Nu [werknemer] in hoger beroep voor een deel in het gelijk is gesteld, acht het hof termen aanwezig de kosten van het principaal appèl te compenseren.
In het incidentele appèl voorts.
7. De eerste grief richt zich tegen het oordeel van de kantonrechter dat als ingangsdatum van het concurrentiebeding 7 december 2004 heeft te gelden. Het hof verwijst naar hetgeen hiervoor sub 6.7 is overwogen. Daaruit volgt, dat de grief faalt.
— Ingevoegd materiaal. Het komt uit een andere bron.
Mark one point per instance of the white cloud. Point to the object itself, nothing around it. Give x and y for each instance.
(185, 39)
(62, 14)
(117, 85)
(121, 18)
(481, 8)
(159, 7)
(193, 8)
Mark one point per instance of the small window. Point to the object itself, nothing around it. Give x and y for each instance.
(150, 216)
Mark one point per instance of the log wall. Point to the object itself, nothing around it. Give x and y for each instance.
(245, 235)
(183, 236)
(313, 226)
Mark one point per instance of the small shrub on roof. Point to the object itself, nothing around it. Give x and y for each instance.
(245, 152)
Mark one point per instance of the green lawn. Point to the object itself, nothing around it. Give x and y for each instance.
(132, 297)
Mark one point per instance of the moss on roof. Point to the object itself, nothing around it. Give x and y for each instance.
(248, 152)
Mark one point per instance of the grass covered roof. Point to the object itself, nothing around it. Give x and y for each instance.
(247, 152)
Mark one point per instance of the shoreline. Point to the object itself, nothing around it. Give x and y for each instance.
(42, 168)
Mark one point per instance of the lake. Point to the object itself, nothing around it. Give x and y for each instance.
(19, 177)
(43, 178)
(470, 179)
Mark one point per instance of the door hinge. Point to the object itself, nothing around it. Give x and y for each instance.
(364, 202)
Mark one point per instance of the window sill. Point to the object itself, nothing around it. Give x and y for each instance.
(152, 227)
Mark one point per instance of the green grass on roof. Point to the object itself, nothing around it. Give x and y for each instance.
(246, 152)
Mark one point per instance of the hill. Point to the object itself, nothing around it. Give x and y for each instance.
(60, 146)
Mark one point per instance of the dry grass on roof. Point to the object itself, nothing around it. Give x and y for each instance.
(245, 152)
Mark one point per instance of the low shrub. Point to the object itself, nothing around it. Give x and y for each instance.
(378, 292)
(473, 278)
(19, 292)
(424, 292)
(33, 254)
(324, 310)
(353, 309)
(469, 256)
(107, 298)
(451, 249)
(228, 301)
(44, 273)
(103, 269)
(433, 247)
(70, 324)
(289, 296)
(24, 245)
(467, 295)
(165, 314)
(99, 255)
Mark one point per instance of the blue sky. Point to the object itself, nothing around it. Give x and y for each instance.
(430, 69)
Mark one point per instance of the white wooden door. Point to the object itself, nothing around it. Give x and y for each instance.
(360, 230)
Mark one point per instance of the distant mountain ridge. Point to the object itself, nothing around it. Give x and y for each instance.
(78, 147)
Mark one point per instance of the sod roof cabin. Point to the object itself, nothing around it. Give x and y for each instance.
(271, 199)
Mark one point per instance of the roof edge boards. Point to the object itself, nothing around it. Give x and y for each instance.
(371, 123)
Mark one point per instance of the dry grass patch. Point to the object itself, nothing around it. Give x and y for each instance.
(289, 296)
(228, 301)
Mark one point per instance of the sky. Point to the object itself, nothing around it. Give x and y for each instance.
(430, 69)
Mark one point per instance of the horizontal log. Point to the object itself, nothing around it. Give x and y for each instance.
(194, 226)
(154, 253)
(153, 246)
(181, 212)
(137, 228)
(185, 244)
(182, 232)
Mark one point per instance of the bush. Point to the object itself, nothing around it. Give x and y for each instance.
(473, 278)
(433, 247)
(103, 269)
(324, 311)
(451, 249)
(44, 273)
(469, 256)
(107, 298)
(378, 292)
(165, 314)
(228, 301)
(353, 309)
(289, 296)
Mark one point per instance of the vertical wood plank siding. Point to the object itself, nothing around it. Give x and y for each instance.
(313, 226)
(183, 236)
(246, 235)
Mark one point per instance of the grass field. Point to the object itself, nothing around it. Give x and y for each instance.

8.1. De tweede grief klaagt erover dat de kantonrechter heeft geoordeeld dat het door Imbos gevorderde gebod (hof: om het concurrentiebeding en het geheimhoudingsbeding niet te overtreden) een declaratoir karakter draagt bij gebreke van een concrete gedraging en dat daarvoor in deze procedure geen plaats is, zodat de vordering is afgewezen. In de toelichting wijst Imbos er op, dat [werknemer] door zijn onderzoek voor 4+ Bouwmaterialen reeds werkzaamheden voor 4+ Bouwmaterialen heeft verricht en het concurrentieverbod dus reeds heeft overtreden. Voorts is gebleken dat [werknemer] bij 4+ Bouwmaterialen reeds een eigen E-mail account bij 4+ Bouwmaterialen heeft.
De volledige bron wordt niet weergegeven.